The Traffic Group

Self-Driving Cars: Are We Living in the Future?

If you have been paying attention to the latest news from the vehicle manufacturing industry, you may have noticed a new trend: some cars don’t need a driver! While it may seem we are “back to the future,” most car manufactures are investing resources to develop cars that rely on technology to go from Point A to Point B. Google and Lexus are two companies that have already unveiled driverless vehicles.

With all the different jargon in use, it is worth taking a step back to explain the differences:

Connected vehicles communicate anonymously and send data to other vehicles and infrastructure. Basically, the vehicles “talk” to one another so they can determine where they are in the traffic stream.

An autonomous vehicle – different from automated vehicles – could take on several forms, such as a self-driving vehicle or a partially autonomous vehicle that may utilize adaptive cruise control or make adjustments that keep your car inside its lane. A fully “autonomous” vehicle carries all of the necessary sensors so that it can actually drive itself without input or command from the outside. It does not rely on communications from other vehicles. It responds to what it “senses” around it. Autonomous vehicles cannot detect traffic situations that block its sensors.

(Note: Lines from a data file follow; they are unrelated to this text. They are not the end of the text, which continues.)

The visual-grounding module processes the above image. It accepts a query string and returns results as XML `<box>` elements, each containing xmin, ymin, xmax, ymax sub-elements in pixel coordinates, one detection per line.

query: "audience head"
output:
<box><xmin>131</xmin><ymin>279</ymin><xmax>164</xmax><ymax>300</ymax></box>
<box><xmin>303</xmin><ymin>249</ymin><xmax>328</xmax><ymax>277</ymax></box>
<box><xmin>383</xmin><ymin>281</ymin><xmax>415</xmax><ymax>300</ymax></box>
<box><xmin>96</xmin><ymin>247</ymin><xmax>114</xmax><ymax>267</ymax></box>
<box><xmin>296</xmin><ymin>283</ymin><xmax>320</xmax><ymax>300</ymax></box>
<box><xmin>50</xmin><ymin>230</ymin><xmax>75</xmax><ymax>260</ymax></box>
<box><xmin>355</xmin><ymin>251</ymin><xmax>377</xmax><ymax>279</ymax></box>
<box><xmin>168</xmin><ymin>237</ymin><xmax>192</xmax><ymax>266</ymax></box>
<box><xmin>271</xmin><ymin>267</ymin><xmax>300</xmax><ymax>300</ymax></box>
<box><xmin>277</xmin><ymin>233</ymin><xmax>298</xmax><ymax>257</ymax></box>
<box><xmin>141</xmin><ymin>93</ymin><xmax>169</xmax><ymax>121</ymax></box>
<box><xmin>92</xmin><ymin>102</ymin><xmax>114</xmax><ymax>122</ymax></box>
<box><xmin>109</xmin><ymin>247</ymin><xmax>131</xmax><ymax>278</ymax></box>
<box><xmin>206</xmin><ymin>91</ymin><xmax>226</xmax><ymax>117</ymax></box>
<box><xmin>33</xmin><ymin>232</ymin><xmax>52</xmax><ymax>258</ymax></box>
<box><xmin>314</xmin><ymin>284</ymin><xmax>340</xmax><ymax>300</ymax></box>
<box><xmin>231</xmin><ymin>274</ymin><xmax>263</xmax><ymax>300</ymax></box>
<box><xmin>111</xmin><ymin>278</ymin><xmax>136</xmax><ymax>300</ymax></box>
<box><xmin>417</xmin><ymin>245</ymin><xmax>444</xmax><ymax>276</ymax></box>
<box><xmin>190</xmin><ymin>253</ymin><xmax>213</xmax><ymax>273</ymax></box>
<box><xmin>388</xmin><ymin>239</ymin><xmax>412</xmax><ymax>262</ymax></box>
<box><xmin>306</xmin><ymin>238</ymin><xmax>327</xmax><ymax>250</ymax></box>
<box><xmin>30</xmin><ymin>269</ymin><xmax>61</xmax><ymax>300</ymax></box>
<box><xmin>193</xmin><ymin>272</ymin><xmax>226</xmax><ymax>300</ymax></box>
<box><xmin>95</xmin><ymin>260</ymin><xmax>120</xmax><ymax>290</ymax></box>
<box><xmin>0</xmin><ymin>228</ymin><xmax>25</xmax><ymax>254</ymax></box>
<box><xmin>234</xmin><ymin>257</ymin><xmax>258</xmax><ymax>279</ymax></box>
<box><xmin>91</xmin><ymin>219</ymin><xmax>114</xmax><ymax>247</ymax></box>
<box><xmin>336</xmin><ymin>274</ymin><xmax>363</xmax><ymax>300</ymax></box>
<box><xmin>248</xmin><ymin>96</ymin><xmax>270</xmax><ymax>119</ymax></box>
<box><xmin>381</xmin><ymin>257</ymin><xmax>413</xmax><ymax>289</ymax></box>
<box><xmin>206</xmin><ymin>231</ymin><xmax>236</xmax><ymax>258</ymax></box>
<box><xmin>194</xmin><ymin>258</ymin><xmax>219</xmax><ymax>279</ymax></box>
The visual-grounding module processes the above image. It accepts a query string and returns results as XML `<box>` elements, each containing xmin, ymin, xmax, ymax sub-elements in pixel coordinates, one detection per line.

Automated vehicles allow certain driving functions (acceleration, braking, steering) to be machine activated by technology built into the vehicle.

Now is the right time for city and state officials to become knowledgeable of these new modes of transportation. But where to start and how to plan? Tips – courtesy of Mobility Lab, a leading source of information to increase awareness and education about better transportation options – are below.

Understand What is Unfolding: If regions sit back and do nothing, mobility companies will still go forward. Companies are already collaborating with any willing partner, whether it’s a university, states, or cities.

Set the Big Picture: You don’t need to slog through a four-year-long visioning process, but cities need to envision the role each mode plays, including public transit, local buses, active transportation, private cars, and future modes such as driverless transit.

Set the Priority on Transit: Cities need to make sure conversations on driverless cars are less about individual vehicles and more about optimizing the economic power of land use plus transportation.

Design New Nodes: This is the most important point for cities. Uber uses “smart routes” to suggest collection points for multiple riders, thus reducing the time needed to pick up disparate fares. As mobility companies grow and proliferate, the competition for convenient curbside collection points will be fierce.

More in-depth planning discussions are needed, so that governments are more prepared to deal with autonomous and connected/automated vehicles.